Pour mieux coordonner toutes ces initiatives, j’ai décidé de lancer une campagne en faveur de l’élimination de la violence contre les femmes dans tout le système [des Nations unies], qui se poursuivra jusqu’en 2015. Cette campagne s’articulera autour de trois grands axes : la sensibilisation au niveau mondial, l’impulsion exemplaire des Nations unies, et les partenariats renforcés aux niveaux national et régional pour appuyer, notamment, l’action des Etats, de la société civile et du secteur privé.

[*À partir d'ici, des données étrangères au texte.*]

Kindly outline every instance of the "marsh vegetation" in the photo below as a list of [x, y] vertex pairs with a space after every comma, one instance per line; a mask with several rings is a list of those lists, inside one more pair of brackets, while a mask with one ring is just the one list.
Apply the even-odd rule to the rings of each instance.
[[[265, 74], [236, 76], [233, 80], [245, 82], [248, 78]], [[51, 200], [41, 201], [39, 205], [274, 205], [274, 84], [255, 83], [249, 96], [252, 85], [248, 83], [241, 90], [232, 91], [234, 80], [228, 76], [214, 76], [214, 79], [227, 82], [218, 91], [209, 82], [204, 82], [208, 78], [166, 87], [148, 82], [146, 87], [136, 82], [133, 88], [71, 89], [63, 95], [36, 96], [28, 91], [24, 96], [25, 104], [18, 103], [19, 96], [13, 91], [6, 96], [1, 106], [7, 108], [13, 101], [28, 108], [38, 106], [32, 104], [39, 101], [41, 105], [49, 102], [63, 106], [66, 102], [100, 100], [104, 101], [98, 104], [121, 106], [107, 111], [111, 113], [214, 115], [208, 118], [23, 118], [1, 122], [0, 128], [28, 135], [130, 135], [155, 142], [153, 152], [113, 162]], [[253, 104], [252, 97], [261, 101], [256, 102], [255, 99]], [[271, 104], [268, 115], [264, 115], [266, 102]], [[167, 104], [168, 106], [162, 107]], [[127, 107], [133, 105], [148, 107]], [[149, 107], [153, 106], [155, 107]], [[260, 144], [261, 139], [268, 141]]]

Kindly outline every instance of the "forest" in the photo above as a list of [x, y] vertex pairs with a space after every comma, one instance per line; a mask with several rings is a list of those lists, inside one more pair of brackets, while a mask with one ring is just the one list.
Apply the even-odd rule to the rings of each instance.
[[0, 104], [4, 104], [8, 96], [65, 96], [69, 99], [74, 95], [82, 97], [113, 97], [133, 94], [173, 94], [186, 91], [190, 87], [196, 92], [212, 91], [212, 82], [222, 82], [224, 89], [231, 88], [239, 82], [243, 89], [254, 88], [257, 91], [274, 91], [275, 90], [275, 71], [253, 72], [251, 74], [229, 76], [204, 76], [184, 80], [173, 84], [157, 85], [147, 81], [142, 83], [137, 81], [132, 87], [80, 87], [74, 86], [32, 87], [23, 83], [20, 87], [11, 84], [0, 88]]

J’ai proposé que l’Assemblée générale consacre tous les ans un point de son ordre du jour à la question et j’ai demandé au Conseil de sécurité de créer un dispositif de surveillance de la violence contre les femmes et les filles, dans le cadre de sa résolution 1325 sur les femmes, la paix et la sécurité.
Je suis convaincu que notre action sera renforcée par les propositions visant à consolider la structure de l’Organisation chargée de promouvoir l’égalité des sexes, que le Groupe de haut niveau sur la cohérence de l’action du système des Nations unies a présentées. Je crois en effet que nous pourrions faire sensiblement avancer notre cause en remplaçant les différentes structures actuelles par une seule entité dynamique, qui aurait les moyens de faire appel à toutes les ressources du système des Nations unies pour mener à bien ses travaux en faveur de l’autonomisation des femmes et de la parité des sexes partout dans le monde. Ce nouvel organe aurait pour mission de mobiliser les forces du changement au niveau mondial et de favoriser de meilleurs résultats au niveau des pays.
Tout acte de violence contre les femmes est une atteinte aux droits fondamentaux; il constitue donc toujours un délit et est toujours intolérable. C’est un problème grave, qui doit être traité avec tout le sérieux qu’il mérite, non seulement aujourd’hui, en cette Journée internationale, mais aussi tous les autres jours de l’année.
Source : Nations unies, New York, novembre 2007.